Legislative Framework
- The Mental Health Act of 1987 focused on containment rather than rights, originating from the colonial Lunacy Act of 1912.
- The MHA, 2017 reimagined individuals with mental illness as rights-bearing citizens, emphasizing dignity, informed consent, and state-supported care:
- Established Mental Health Review Boards.
- Guaranteed access to mental health services.
- Aimed to eliminate coercion in treatment.
- The RPwD Act, 2016 expanded on the 1995 statute, recognizing 21 disability categories and promoting:
- Affirmative action in education and employment.
- Accessibility in public infrastructure.
- Supported decision-making over substitute decision-making.
- Both Acts embody the spirit of the UN Convention on the Rights of Persons with Disabilities (UNCRPD): autonomy, inclusion, and non-discrimination.
Challenges and Gaps
- Legal and practical gaps for those with both intellectual and psychiatric disabilities.
- The MHA, 2017 covers temporary incapacity but lacks clarity on permanent intellectual disabilities like autism.
- Deficiencies in infrastructure for community-based rehabilitation and the reliance on institutional care.
- Complexities in guardianship under the outdated Guardians and Wards Act of 1890.
- Disability law enforcement relies on state policy, not constitutional authority, leading to inconsistent application.
Expert Insights
Interviews with professionals reveal concerns about the legal framework:
- Lack of state funding and support for community care.
- The need for societal attitude changes towards inclusion.
- The issue of disability law not being part of the justiciable Fundamental Rights.
Comparative Perspective and Recommendations
- Sweden's integrated approach under the Social Services Act contrasts with India's fragmented system.
- The European Union prioritizes dignity, privacy, and inclusion under the Charter of Fundamental Rights and UNCRPD.
- Recommendations for India include:
- Improving community infrastructure for housing, vocational training, and inclusive workplaces.
- Enhancing monitoring and accountability to prevent neglect and abuse.
- Increasing public awareness and legal literacy about rights and entitlements.
Recent Legal Developments
In 2024, the legal landscape saw a shift towards judicial enforcement:
- Rajive Raturi v Union of India: The Supreme Court ruled accessibility standards as mandatory.

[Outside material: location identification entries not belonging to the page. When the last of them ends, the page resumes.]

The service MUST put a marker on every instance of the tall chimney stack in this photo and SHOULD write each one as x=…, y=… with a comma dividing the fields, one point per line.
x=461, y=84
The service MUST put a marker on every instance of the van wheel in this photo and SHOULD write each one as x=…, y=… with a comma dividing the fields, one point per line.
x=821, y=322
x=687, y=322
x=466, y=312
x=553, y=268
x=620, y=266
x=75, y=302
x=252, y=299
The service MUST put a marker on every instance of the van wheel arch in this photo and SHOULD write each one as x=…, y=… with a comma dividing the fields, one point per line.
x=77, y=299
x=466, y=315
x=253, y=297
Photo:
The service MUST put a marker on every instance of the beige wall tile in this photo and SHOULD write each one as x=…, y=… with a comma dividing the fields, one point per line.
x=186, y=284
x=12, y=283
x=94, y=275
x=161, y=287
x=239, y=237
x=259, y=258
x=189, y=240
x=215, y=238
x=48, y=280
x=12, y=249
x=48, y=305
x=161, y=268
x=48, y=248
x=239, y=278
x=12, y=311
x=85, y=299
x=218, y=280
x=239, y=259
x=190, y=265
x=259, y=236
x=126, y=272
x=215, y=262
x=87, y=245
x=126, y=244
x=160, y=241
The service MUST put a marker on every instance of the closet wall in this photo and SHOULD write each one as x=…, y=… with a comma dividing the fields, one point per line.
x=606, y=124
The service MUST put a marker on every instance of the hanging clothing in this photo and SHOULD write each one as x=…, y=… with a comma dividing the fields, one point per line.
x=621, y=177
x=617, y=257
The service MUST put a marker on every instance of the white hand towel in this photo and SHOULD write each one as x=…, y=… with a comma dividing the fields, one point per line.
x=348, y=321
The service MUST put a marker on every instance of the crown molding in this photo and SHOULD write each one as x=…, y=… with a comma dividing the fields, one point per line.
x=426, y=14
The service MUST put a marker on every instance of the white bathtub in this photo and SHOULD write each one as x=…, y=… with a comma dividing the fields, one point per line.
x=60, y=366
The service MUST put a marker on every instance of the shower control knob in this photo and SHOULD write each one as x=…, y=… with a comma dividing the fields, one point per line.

- The Seema Girija Lal case: Addressed poor implementation, requiring states to appoint commissioners and establish special courts.
- The NHRC highlighted "inhuman" conditions in mental health institutions, affirming rights under Articles 14 and 21 of the Constitution.
- Challenges with the Puja Khedkar "fake certificate" scandal, causing delays in certification processes.
Conclusion
While India's disability and mental health laws have evolved ethically from protectionism to empowerment, operationalizing dignity remains a challenge. True inclusion requires not only progressive legislation but also effective implementation and support mechanisms that reach the most vulnerable individuals.